Lab 3

In the “real world”, data is everywhere. But the real world is, unfortunately, a very messy place.

You will often find that your first task when interacting with data is to convert the data to a usable form. We will build some of these skills by searching, parsing, and transforming text. In particular, this lab will further our experience with the Python string data type (str), the Python list data type (list), and with using the for-each loop pattern to iterate through data stored in sequences.

We will start with a few seemingly unrelated functions, and we will combine them to complete a concrete task: at the end of this lab, we will have written a small program to solve Madlib-style puzzles, which you can create and solve on your own.

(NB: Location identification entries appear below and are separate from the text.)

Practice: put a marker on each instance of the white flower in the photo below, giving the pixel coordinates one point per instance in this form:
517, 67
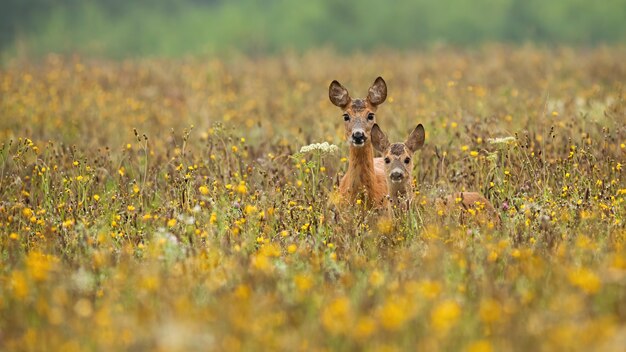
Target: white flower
501, 140
322, 147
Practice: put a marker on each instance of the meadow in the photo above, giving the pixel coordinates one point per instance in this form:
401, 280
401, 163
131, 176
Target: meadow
165, 204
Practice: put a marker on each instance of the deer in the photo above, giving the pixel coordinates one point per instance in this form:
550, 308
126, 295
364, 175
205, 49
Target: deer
365, 174
398, 165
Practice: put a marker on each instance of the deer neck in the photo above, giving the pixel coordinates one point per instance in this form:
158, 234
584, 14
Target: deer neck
400, 190
361, 168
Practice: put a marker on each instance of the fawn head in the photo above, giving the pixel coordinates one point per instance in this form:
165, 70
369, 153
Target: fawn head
398, 156
359, 115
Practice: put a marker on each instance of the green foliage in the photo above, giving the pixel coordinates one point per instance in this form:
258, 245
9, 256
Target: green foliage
172, 28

This lab handout is like a “recipe” in the sense that adding the “ingredients” in order will lead to something more-or-less “edible”. But there is a difference between following a recipe and becoming a chef. That transition takes time and practice, and we’ll get there. Our hope is that, as we continue to build our CS toolboxes, the lab handouts will leave more room for creativity and problem-solving. For now, the best thing to do is to read through the entire handout first so you can appreciate the way the pieces will fit together. Nothing we’ll be doing in this assignment exists in isolation; the “big picture” is important for appreciating the utility of each function.

Pre-Lab Function

Your pre-lab task is to write a function that takes two string arguments: string, which can be any string value, and char, which should be a string of length 1 (i.e., char should be a single character). For example, string could be the string "Hello world!", and char could be the string "r". Given these arguments, your function should return a new string defined as follows:

Below is the result of calling all_text_before(string, char) on a few different inputs inside an interactive Python session. Notice that string values are being displayed; this is because the function returns those values. Your function should not print the value it computes (in fact, it should not print anything!). Instead, it should return a string value.

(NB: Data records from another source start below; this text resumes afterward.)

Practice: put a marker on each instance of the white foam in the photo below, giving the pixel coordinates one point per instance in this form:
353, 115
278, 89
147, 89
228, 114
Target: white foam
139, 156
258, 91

>>> all_text_before("Hello World!", "r")
'Hello Wo'
>>> all_text_before("Hello World!", " ")
'Hello'
>>> all_text_before("Hello World!", "")
'Hello World!'
>>> all_text_before("Hello World!", "World")
'Hello World!'
>>> all_text_before("Hello World!", "H")
''

Why bother implementing this function? Why might it be useful? Well, we often want to manipulate data that conforms to particular formatting rules. For example, a common file format is a CSV file (a file with “comma separated values”), where each line in the file contains a list of individual values each separated by a comma. We could use this function to get the first column from a CSV, or, with slight modifications, we could break apart an entire line into its individual values.

Later in this lab, you will write a related function, all_text_after(string, char) as a building block for solving a Madlibs-style puzzle (details below!), so taking the time to think about this pre-lab function will pay dividends later.

As you work on this problem, try to make a mental note of any decisions you found yourself making, especially when you weren’t sure which choice was the “best” one. We’d love to talk about these choices and why you made the choice you did. We’ve found that this pattern of reflection rapidly advances our understanding. The “why” is just as important as the “what”!

Getting Started in Lab

Rules and Guidelines

This lab is designed to be completed using only material we have discussed so far in class. You will need to use for loops to iterate through sequences, += to update “accumulator variables”, == to test the equality of two expressions, and if/elif/else to execute code when certain conditions hold.

Although not strictly necessary, you may also benefit from other Python language features, including sequence “slicing”, using the len() function to calculate a sequence’s length, using range() to generate a sequence of integers, or accessing specific sequence elements using square brackets ([]).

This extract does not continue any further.